A distant cousin four centuries or so removed, Thomas Gerard, went to the stake with Robert Barnes in July of 1540 for being too Protestant. They hanged three Catholics the same day because they wouldn’t sign the Act of Supremacy that made Henry VIII the head of the church in England. Henry, it seems, was something of an equal opportunity oppressor when it came to religion. (did I really say that?)

Ironically, Thomas Cromwell who pointed out to Henry that if he was head of the English church he could basically grant himself a divorce and get on with the business of getting a male heir without interference from Rome had gone to the block two days earlier. He’d let the genie out of the bottle, miscalculated how far Henry was willing to go on the road to reformation.

A great uncle a dozen or so times removed, John Gerard, spent a stretch in the tower in Elizabeth’s time for being too Catholic. He was a Jesuit who had been functioning as an underground priest. He managed to survive, finally went into exile for good and wrote his memoirs.

Members of the family have probably been called ranters, levelers, diggers, schismatics, heretics, papists, atheists and/or blasphemers. Remember, being called a Puritan or a Quaker was not meant as a term of affection. Heck, being called a liberal is relatively tame.

And that was while they were in England. Once they arrived in the New World each group became targets for the others. Roger Williams came into conflict with the Puritan leadership in what became Massachusetts and ended up founding Rhode Island.

Thomas Hooker was no believer in universal suffrage, but did believe that if you belonged to the church (and were a man) you should have the right to vote even if you weren’t a land owner. He and his followers helped found Connecticut.

Quakers who showed up preaching in Massachusetts were lucky if they were just kicked out of the colony. Come back and you risked being flogged at the back end of a cart while being paraded through the town. A few insisted on coming back a third or fourth time and finally faced a date with the village hangman. Not that many, but it's scary how fast the persecuted turn around and become persecuters.

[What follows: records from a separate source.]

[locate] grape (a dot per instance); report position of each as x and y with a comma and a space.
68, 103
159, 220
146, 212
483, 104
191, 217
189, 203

I guess that set the pattern for what has happened over the years. As long as there was someplace else to go, we could get out of Dodge if we couldn't get along with each other. But, now there’s no frontier to run to; we have to stay where we are. Hopefully, somewhere along the line we’ll finally grow up (sort of) and learn to get along (maybe).

1 comment:

Lisa :-] said...

I agree with Ellen Degeneres. If we're the best that creation has to offer, we're in big trouble.